这年春天我大病一场。我放弃了工作,整天游荡。我在怀柔的一家度假村住了一个月,从我的房间的窗户可以望到城里看不到的山,以及成片奢侈的水。北方罕见的青山绿水并没有给我带来好心情,却平添了几分孤独。被婚姻咬过的手腕上伤痕清晰可见,我用它推开窗户,看见一种我不曾见过的鸟飞过湖面,我知道这只是暂时的假象。在北方,一到冬天,所有的水都会消声匿迹,露出坚硬的面貌。我望着伤口,想起周萱,如果我对她好,这个女人一辈子也不会咬我的,可是我现在离开她,带走的除了一大笔钱,就是这样一个伤口。我想被遗弃的是我,失败的也是我,错的也是我。我准备一辈子永远不找女人,我要孤独地活到死。

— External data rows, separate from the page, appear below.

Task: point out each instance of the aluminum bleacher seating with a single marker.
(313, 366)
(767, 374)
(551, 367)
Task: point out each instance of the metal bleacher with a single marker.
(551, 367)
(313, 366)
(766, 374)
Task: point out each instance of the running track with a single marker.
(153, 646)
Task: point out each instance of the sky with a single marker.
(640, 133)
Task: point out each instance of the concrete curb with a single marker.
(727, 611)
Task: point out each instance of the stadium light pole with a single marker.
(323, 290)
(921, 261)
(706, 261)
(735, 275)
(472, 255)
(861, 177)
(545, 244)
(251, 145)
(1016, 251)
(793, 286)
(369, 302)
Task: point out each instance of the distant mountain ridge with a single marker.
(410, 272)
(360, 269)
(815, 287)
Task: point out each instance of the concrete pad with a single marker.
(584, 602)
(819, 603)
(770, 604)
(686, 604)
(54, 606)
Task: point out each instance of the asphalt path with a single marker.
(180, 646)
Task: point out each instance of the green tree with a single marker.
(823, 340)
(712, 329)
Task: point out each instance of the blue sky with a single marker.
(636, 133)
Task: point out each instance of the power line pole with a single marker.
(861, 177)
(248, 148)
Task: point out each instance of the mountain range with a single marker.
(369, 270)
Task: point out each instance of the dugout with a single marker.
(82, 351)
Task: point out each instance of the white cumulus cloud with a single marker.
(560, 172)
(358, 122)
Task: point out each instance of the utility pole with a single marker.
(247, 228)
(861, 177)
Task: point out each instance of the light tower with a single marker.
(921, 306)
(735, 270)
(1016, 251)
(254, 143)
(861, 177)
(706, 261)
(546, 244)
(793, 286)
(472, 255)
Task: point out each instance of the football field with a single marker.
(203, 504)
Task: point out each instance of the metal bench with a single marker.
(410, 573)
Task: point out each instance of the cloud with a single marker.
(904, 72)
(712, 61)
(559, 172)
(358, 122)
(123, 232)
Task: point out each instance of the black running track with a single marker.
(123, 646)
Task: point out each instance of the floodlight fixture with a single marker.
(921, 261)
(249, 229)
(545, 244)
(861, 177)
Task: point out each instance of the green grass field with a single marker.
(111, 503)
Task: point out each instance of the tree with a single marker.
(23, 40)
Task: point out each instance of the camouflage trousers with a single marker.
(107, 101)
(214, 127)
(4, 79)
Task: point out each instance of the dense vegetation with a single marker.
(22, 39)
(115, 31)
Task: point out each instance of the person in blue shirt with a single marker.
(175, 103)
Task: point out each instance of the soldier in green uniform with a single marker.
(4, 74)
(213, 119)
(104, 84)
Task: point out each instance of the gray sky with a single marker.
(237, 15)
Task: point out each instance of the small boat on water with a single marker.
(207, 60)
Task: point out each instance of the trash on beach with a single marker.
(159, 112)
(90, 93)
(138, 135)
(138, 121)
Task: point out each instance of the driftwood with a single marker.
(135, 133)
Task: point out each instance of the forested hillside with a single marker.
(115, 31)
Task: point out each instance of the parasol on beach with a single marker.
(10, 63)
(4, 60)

可是我只呆了一个月就耐不住了。我回到了城里。赵兰来看我,她什么都知道,只是不说出来,以免伤到我。我说赵兰,只有你是朋友。她说是吗?那你干嘛不娶我?我知道她开玩笑。赵兰说,世界上没有绝对的对与错,你也不要太在意,你嫁了一个富婆,但你是不愿意的,你不是为她的钱,我们都知道,可是维林却当了人家姘头,你有什么好难过?你比她强。我这才知道维林是做人二奶。不过,她干什么我也无所谓了。我已经不爱她了,我谁也不爱。赵兰劝我用这钱投资,做点生意,前途是光明的。我同意她的看法。她为我看了一处房子,在慧忠北里,底下可以开店。

星期天,我去看房子。我刚走上那座楼,就浑身冒汗。我从来没有这种感觉。我在楼梯上坐了一会儿,刚站起来,就吐出一口东西来。

 

五环说:

我被珍断出肝炎,而且是慢性活动性肝炎,就是说我感染了肝炎病毒,是大三阳的。我非常绝望。赵兰陪我上医院。我住在传染科一区13床。赵兰带上口罩和手套,让我觉得无地自容。我说什么倒楣事都让我赶上。赵兰说这没啥,圣人都得受罪。一个长得像周迅的小护士说,活动性肝炎几乎无药可治,是靠养好的,而且这大三阳极具传染性。我听了更加绝望。赵兰哈哈大笑,说这是鬼话。她说她会经常来看我。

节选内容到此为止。